Will the researchers find that people believe in God because science cannot explain, say, Mozart or Matisse or Cole Porter? Or can it? Will they finally be able to solve Nietzsche’s riddle: “Is Man one of God’s blunders? Or is God one of Man’s?”

Neither, actually. Nietzsche didn’t think much of either God or man, so apparently the notion that neither is a blunder never occurred to him.

(Via T19.)


PCUSA To Decide Whether to Overrule GAPJC

February 19, 2008

According to Classical Presbyterian, the PCUSA’s John Knox Presbytery has passed an overture hastily put together to overturn the Permanent Judicial Commission’s decisions of last week. Written by Dr. Mark Achtemeier (member of the task force that wrote the Authoritative Interpretation that was the subject of last week’s rulings), it states as follows:

On Ensuring Proper Application of Ordination Standards under G-6.0108.

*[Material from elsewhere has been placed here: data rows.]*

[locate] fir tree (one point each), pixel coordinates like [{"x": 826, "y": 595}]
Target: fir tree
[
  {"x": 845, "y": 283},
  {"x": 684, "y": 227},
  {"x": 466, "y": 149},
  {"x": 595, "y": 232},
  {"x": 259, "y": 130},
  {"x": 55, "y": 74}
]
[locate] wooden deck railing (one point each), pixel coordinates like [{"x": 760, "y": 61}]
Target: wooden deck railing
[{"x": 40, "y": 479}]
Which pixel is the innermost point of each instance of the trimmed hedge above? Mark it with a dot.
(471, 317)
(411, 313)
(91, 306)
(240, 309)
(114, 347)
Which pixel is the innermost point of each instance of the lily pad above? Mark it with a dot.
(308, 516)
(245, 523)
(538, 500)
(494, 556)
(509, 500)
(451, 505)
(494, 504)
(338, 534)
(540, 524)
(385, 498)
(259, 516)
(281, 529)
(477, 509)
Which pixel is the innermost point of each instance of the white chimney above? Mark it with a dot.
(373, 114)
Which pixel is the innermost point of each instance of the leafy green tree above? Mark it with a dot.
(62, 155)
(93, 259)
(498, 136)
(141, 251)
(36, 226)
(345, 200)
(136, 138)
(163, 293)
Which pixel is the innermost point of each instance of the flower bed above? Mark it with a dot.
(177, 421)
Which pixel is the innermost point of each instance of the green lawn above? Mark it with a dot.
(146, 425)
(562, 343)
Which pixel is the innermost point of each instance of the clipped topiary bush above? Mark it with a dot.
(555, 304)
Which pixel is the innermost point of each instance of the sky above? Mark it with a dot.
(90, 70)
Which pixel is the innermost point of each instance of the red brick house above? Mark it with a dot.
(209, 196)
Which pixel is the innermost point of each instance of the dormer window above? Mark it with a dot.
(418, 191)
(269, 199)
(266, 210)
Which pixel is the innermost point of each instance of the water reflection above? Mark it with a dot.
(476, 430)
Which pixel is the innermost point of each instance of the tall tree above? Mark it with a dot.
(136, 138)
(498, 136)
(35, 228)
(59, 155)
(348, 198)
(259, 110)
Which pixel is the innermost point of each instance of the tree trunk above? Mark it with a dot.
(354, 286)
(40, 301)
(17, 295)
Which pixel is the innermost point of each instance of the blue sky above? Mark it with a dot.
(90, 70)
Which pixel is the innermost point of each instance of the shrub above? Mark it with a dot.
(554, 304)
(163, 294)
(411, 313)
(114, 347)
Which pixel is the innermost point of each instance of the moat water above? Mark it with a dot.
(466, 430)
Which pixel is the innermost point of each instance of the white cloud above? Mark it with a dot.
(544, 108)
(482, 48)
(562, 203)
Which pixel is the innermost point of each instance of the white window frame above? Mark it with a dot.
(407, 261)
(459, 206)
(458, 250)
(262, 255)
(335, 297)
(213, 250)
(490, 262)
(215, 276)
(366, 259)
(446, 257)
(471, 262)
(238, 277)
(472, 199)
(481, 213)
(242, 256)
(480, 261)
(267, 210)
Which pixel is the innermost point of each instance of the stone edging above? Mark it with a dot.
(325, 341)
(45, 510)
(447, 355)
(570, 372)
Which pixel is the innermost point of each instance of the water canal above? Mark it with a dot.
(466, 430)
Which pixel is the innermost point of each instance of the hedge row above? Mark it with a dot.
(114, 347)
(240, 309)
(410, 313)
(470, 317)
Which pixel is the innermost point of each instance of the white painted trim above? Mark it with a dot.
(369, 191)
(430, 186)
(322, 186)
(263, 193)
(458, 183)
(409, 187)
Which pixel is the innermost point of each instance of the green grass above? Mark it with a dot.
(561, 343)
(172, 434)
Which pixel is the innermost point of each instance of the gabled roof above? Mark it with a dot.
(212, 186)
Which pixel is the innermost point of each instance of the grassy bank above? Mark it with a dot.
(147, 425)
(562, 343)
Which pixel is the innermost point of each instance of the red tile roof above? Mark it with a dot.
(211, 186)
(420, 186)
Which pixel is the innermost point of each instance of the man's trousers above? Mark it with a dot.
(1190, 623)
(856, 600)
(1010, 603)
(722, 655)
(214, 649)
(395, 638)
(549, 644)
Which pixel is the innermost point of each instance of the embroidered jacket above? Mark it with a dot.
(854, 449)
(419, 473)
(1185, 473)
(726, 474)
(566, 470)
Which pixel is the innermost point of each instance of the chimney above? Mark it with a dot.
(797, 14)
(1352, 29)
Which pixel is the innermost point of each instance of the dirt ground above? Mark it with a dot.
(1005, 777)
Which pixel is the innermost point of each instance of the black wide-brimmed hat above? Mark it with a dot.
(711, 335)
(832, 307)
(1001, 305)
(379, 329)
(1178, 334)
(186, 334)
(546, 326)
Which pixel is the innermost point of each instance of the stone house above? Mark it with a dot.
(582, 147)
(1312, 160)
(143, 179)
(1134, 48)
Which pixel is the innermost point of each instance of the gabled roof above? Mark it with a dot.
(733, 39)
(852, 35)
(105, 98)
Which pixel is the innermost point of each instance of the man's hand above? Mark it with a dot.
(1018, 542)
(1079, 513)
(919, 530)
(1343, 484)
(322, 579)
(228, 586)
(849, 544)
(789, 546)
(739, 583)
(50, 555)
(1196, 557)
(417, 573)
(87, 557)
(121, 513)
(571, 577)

John Knox Presbytery overtures the 218th General Assembly (2008) to adopt the following Authoritative Interpretation of Section G-6.0108 of the Book of Order:

“The requirements of G-6.0108 apply equally to all ordination standards of the Presbyterian Church (U.S.A.). G-6.0108 requires examining bodies to give prayerful and careful consideration, on an individual, case-by-case basis, to any departure in matters of belief or practice that a candidate may declare during examination. However, the examining body is not required to accept a departure from standards, and cannot excuse a candidate’s inability to perform the constitutional functions unique to his or her office (such as administration of the sacraments).”

Translation: remember how evangelicals said that the AI was going to allow any presbytery to ordain sexually active homosexuals? Well, that’s exactly what we wanted to allow, until the PJC came in and mucked things up. So now it’s time to officially tell evangelicals they were correct in their original suspicion, and bid them a fond farewell as they head out the door.

There’s a lot of verbiage in the rationale that you can find at Toby’s site, but the last part is the one that especially grabbed me:

The Effect of this Overture. Freedom of conscience means nothing unless it is respected on issues as to which faithful Presbyterians disagree. In Bush, the GAPJC rendered conscience irrelevant precisely where it matters most – where there is genuine disagreement that threatens the unity of the church. This overture would not repeal the standard set forth in the second sentence of G-6.0106b, but would restore it to its proper status as one among many standards – to be faithfully applied in case-by-case assessments of fitness. In doing so, it would restore theological integrity to the way our standards are applied; return us to the sound Presbyterian tradition that has prevented and healed schisms over past centuries; respect the efforts of the 217th General Assembly to end thirty years of polarized debate on intractable differences; and enable the church to refocus its energies on outreach and mission, to the glory of God and the service of Jesus Christ in the world.

Two comments: 1) The issue isn’t freedom of conscience, it is freedom of action. This rationale continues to peddle the line that it is impossible to distinguish between belief and action, and suggest that if a given action isn’t allowed while a given belief is, that the result is hypocrisy. Once again, see Paul’s argument with regard to meat sacrificed to idols to get a biblical rationale for why it is sometimes necessary to restrain one’s actions regardless of one’s beliefs. 2) The only way that passage of this overture will “end thirty years of polarized debate” is by telling those who believe in biblical ethics that it’s time to go. When matters such as sexual conduct on the part of the clergy may be determined by majority vote (for instance, in San Francisco and Twin Cities presbyteries, which are only the first of many that will so act), then there is no longer are place for those who believe that biblical ethics are mandatory for the church, rather than democratically determined.